Scientific classification
- Kingdom: Animalia
- Phylum: Chordata
- Class: Actinopterygii
- Order: Perciformes
- Suborder: Cottoidei
- Family: Cottidae
- Genus: Cottus
- Species: C. caeruleomentum
- Binomial name: Cottus caeruleomentum Kinziger, Raesly & Neely, 2000

= Blue Ridge sculpin =

- Authority: Kinziger, Raesly & Neely, 2000
- Conservation status: LC

Species of fish

The Blue Ridge sculpin (Cottus caeruleomentum) is a species of sculpin in the family Cottidae. It is native to the eastern United States, where it can be found in a number of river systems that drain into the Atlantic.

This fish is variable in morphology. It is up to about 6.3 cm long. In general, the species has dark saddle marks and an incomplete lateral line. There are small spines on the preoperculum and small prickles in the postpectoral area. The breeding male, at least in some regions, has blue to blue-green coloration on the chin, the mouth, the bases of some of the fins, and the membrane connecting the bones around the gills. The fish is very similar to its close relative, Cottus bairdi, particularly the subspecies C. b. bairdi. The latter has notches in the band marking the base of the tail; C. caeruleomentum lacks the notches on one or both sides. C. bairdi lacks the blue breeding coloration; its chin is blackish. The two fish occur together and are known to hybridize.
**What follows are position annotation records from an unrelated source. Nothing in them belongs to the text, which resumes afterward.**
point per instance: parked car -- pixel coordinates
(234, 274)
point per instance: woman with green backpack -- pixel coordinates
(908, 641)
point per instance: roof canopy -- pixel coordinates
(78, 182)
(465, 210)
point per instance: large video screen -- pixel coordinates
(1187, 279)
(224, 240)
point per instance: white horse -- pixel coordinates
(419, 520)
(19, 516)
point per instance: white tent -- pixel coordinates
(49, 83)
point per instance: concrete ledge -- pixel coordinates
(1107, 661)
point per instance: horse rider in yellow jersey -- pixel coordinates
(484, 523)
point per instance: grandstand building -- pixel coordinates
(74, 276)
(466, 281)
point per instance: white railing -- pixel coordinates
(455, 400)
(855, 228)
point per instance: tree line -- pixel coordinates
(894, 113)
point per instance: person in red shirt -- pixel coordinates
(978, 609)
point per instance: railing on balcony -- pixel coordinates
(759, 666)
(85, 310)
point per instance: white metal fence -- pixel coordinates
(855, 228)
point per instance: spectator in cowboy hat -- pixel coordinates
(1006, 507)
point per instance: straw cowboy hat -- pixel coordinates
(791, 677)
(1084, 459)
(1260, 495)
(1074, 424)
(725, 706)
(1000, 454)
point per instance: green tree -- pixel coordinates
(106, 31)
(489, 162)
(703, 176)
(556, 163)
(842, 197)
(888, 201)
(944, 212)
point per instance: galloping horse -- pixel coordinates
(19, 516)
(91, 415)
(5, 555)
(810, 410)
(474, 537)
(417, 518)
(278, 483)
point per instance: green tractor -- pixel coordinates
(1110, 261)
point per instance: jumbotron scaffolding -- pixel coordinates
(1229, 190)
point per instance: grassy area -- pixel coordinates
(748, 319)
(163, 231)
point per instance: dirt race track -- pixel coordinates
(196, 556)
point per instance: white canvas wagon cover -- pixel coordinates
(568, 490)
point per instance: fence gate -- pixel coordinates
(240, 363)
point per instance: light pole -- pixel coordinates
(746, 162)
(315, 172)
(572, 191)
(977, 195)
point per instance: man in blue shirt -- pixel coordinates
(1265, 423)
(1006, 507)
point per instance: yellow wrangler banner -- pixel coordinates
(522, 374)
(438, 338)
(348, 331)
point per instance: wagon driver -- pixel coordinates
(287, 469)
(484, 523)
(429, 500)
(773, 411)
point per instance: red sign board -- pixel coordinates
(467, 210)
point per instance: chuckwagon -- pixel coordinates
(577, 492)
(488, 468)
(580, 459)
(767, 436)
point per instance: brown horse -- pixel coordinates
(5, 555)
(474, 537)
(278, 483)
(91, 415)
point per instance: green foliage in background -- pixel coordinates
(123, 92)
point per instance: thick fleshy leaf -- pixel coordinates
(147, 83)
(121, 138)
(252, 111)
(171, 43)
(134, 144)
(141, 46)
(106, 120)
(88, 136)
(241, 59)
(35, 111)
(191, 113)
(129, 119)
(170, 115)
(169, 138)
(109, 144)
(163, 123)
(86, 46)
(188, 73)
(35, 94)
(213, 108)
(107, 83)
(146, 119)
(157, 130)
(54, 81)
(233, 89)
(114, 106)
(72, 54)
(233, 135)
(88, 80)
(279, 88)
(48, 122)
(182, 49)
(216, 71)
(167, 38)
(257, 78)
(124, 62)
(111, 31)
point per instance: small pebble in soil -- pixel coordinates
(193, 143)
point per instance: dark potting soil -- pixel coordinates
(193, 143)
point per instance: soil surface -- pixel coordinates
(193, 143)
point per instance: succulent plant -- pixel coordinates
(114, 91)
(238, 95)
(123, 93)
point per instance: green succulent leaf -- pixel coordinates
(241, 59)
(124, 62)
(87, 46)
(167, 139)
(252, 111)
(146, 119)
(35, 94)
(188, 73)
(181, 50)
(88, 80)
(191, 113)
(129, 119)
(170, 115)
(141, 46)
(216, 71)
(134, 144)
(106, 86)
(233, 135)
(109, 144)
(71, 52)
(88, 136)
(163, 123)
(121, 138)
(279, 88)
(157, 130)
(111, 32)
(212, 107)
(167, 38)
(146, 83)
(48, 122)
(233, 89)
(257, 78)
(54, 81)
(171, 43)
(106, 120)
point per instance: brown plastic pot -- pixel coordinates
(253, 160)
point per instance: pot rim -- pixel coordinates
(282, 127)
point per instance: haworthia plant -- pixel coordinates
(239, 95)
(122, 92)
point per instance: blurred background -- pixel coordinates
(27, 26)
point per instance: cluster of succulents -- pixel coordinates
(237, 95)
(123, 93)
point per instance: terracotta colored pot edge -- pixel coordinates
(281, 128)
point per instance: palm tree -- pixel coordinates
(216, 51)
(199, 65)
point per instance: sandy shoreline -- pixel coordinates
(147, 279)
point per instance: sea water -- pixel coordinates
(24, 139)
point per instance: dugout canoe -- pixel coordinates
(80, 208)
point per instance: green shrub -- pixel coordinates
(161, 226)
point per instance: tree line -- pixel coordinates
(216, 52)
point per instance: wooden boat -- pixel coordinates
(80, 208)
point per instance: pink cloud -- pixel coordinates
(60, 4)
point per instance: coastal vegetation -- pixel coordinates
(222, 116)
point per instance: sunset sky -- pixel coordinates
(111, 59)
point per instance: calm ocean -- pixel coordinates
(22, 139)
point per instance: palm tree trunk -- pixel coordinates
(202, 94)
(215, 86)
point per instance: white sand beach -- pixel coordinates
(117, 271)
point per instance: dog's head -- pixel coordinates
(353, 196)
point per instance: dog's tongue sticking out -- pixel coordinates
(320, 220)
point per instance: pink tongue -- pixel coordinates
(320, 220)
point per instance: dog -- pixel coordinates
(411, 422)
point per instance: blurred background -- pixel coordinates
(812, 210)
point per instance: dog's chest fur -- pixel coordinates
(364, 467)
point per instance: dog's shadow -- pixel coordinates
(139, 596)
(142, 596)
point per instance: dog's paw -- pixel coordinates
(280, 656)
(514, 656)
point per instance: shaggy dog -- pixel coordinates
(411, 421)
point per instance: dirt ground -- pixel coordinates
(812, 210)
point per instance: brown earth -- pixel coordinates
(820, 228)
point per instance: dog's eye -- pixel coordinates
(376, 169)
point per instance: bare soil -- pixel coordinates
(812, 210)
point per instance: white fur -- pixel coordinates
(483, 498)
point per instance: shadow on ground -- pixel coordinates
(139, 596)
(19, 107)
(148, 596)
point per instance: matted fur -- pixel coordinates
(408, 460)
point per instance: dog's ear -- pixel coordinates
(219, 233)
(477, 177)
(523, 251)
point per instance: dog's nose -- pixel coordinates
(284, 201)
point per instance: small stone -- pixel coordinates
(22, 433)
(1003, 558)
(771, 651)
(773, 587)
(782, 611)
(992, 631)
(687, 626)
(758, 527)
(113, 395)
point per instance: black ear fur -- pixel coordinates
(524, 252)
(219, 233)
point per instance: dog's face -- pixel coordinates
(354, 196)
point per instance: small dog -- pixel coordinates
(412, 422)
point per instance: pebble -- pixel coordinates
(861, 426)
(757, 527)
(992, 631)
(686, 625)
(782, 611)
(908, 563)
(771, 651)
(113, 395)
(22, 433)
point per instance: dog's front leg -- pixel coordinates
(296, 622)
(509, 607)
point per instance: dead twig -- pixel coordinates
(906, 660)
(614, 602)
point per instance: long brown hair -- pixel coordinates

This fish is native to the states of Delaware, Maryland, North Carolina, Pennsylvania, Virginia, and West Virginia. It can be found in the Elk, Susquehanna, Bush, Patapsco, Patuxent, Potomac, Nanticoke, James, and Roanoke river drainages. The species is common in upland habitat, and less common in lowlands. It lives in creeks, springs, and riffles. In coastal areas it is only found in cold streams.

The diet is made up of invertebrates.

The parasite load of this species has been investigated. The nematode Rhabdochona cotti lives in its intestine. Another nematode was found there and subsequently described as a new species named Freitascapillaria laticauda. It can be over a centimeter long.